What are Market Ratios?
Market ratios are used by investors to assess the market performance of a company listed on the share market.
They measure the performance (earnings per share), valuation (price to earnings ratio) and return (dividend yield).
Earnings Per Share
The Earnings Per Share ratio calculates the amount of profit after tax earned per ordinary share of the company. It used mainly to determine the likelihood of a higher dividend payout. It is calculated as the profit after income tax over the weighted average number of ordinary shares (see below for the calculation of the Weighted Average Number of Ordinary Shares).
High Number: Favourable, as the company is generated more profit per share, increasing the chance of a higher dividend payout.
Low Number: Unfavourable, as the company generates less profit per share, decreasing the chance of a higher dividend payout.
Weighted Average Number of Ordinary Shares
The weighted average number of ordinary shares refers to the average number of shares held by the company over the year. The 'weighted' part refers to the timing across the year. To calculate the weighted number of ordinary shares, identify the change amount of ordinary shares. For example, consider a Company with 10,000 shares. On the 100th day of the year, the company issued 5,000 additional shares, increasing the amount of ordinary shares from 10,000 to 15,000 shares.
To calculate the weighted number of ordinary shares, we calculate the sum of the proportion of the year that had 10,000 shares and the proportion of the year that had 15000 shares.
Between 0 - 100 days of the year, the Company held 10,000 shares.
Between 101 - 365 days of the year, the Company held 15,000 shares.
Hence, the weighted average is: = (100/365 * 10,000) + (265/365 * 15,000) = 2,740 + 10,890 = 13,630 shares
Price / Earnings Ratio
The price earnings ratio measures the value of the market price of a share to its earnings per share. The ratio measures how much an investor is willing to pay for a company's shares. For example, if a Company has a Price / Earnings Ratio of 5 times, it means that investors are willing to pay 5 times the value of its earnings.
In other words, a Company's earnings and share price is exactly the same, it will equal its share price in 5 years.
Higher Number: Investor are highly confident in the future prospects of a company. However, the flip side is that there is a greater chance of the company underperforming, increasing the risk associated with the investment and the chance it is overvalued.

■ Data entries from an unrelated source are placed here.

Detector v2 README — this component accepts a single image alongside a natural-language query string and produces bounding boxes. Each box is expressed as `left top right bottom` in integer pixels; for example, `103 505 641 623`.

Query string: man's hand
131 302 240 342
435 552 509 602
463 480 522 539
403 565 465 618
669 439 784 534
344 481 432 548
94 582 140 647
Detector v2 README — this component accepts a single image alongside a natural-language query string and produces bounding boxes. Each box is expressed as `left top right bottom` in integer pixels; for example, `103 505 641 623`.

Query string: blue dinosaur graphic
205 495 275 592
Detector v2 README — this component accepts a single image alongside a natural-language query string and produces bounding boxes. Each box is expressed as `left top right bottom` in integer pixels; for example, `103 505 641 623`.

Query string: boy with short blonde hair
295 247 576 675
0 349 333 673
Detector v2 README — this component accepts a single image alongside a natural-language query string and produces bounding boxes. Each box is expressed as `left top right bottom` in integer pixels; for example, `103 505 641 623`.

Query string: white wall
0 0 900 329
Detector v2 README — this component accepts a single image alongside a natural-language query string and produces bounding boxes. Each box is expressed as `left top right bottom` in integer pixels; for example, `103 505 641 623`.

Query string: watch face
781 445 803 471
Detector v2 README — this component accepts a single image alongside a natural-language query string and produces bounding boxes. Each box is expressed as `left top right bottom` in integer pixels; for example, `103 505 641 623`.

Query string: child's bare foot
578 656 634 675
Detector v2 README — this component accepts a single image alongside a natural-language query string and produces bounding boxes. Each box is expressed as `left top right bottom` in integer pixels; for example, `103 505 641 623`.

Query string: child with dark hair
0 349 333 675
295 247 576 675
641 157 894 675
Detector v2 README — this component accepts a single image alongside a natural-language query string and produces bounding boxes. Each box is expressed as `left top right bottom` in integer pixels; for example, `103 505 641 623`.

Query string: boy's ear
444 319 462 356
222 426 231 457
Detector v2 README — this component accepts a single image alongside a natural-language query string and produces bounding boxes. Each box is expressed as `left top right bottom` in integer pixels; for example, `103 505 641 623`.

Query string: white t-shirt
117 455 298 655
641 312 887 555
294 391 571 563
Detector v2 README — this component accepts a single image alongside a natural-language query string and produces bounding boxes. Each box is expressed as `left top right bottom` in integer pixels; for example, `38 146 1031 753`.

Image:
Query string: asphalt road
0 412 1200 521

Lower Number: Investors are not confident of the future prospects of a company. However, the flip side is that this presents a lower risk and the chance that the share is undervalued.

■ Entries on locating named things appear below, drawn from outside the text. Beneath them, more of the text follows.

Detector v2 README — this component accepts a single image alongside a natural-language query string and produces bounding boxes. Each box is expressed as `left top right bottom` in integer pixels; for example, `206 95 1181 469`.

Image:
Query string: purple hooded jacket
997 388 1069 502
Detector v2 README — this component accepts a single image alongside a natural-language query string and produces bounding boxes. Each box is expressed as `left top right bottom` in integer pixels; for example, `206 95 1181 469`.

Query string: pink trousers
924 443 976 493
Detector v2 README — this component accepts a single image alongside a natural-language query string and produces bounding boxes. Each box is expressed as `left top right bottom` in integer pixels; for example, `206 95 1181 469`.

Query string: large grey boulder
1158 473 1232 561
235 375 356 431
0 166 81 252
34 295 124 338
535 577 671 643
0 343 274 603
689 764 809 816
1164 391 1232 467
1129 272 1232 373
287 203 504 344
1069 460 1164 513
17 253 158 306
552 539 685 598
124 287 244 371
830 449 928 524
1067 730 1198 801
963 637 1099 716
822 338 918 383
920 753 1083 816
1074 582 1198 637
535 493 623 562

The dividend yield measures the amount of dividends paid relative to its market price. It measures the relative rate of return on investment in the shares of the company. For example, if the dividend yield of a company is 7%, you would receive a 7% return in the form of dividends if the dividend amount is consistent.

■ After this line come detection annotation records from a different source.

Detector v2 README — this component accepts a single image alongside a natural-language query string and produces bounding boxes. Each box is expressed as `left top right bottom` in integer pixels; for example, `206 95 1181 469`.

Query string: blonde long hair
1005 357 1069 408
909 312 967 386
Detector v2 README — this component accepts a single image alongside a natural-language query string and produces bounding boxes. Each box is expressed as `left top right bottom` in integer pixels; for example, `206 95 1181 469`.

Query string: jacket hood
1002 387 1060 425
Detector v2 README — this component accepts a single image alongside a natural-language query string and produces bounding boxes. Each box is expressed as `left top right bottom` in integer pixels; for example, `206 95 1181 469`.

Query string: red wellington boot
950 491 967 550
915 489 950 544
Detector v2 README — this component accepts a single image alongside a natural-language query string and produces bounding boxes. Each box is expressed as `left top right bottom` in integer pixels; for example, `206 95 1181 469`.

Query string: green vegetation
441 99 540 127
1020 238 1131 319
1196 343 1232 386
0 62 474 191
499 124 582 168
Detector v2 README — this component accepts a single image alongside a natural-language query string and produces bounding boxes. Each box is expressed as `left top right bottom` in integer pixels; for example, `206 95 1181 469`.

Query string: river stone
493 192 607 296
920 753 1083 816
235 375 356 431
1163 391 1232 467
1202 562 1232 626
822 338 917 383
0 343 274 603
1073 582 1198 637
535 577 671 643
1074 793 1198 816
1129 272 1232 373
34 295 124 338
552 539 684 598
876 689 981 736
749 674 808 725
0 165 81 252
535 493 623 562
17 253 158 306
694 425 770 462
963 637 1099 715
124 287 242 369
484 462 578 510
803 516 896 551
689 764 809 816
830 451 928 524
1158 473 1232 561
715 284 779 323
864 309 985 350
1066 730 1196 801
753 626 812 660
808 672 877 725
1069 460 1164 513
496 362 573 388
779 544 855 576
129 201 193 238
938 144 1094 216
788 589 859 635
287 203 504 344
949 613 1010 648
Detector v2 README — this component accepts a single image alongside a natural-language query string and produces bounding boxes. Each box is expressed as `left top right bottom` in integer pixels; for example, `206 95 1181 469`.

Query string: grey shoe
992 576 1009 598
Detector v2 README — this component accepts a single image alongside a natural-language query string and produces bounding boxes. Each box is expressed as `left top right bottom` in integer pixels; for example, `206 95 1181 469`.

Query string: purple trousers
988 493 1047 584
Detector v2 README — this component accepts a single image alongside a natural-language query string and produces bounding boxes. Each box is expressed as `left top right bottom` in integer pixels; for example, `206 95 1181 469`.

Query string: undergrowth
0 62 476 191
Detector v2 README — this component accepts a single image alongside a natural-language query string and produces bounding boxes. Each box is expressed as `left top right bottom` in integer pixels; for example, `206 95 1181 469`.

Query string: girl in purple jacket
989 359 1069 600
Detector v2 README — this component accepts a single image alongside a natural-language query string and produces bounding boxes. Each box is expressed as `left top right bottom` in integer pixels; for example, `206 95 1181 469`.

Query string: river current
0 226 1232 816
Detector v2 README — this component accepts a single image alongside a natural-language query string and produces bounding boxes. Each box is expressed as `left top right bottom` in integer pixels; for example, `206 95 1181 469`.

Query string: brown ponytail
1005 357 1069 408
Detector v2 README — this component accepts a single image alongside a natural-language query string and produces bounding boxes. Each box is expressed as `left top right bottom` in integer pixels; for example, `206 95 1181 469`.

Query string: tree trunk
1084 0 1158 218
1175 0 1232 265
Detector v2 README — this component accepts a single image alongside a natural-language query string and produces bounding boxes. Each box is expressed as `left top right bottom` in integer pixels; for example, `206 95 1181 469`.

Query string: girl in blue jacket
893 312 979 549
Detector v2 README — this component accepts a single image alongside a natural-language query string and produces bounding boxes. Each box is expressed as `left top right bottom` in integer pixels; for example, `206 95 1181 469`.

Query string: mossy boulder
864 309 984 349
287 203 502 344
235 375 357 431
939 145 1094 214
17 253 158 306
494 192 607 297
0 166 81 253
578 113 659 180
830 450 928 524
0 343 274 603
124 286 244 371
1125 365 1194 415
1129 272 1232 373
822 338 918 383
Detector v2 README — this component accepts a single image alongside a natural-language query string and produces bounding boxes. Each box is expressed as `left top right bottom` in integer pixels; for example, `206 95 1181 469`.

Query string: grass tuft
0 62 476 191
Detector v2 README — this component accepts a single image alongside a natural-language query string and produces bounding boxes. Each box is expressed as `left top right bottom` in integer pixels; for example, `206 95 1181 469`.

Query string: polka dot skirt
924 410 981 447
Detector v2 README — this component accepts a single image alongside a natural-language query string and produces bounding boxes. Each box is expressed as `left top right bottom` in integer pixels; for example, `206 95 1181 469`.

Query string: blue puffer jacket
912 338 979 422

Higher Number: Favourable, as the company has historically paid out a high levels of dividends, increasing the chance of a higher rate of return on investment relative to its share price in the future.
Lower Number: Unfavourable, as the company has historically paid out a low dividend, increasing the chance of a lower rate of return on investment relative to its share price in the future.
Note: Capital Gains/Loss The dividend yield does not measure the capital gains or losses, that is the gains or losses due to fluctuating market share prices. These can exceed any gains made in the form of dividends.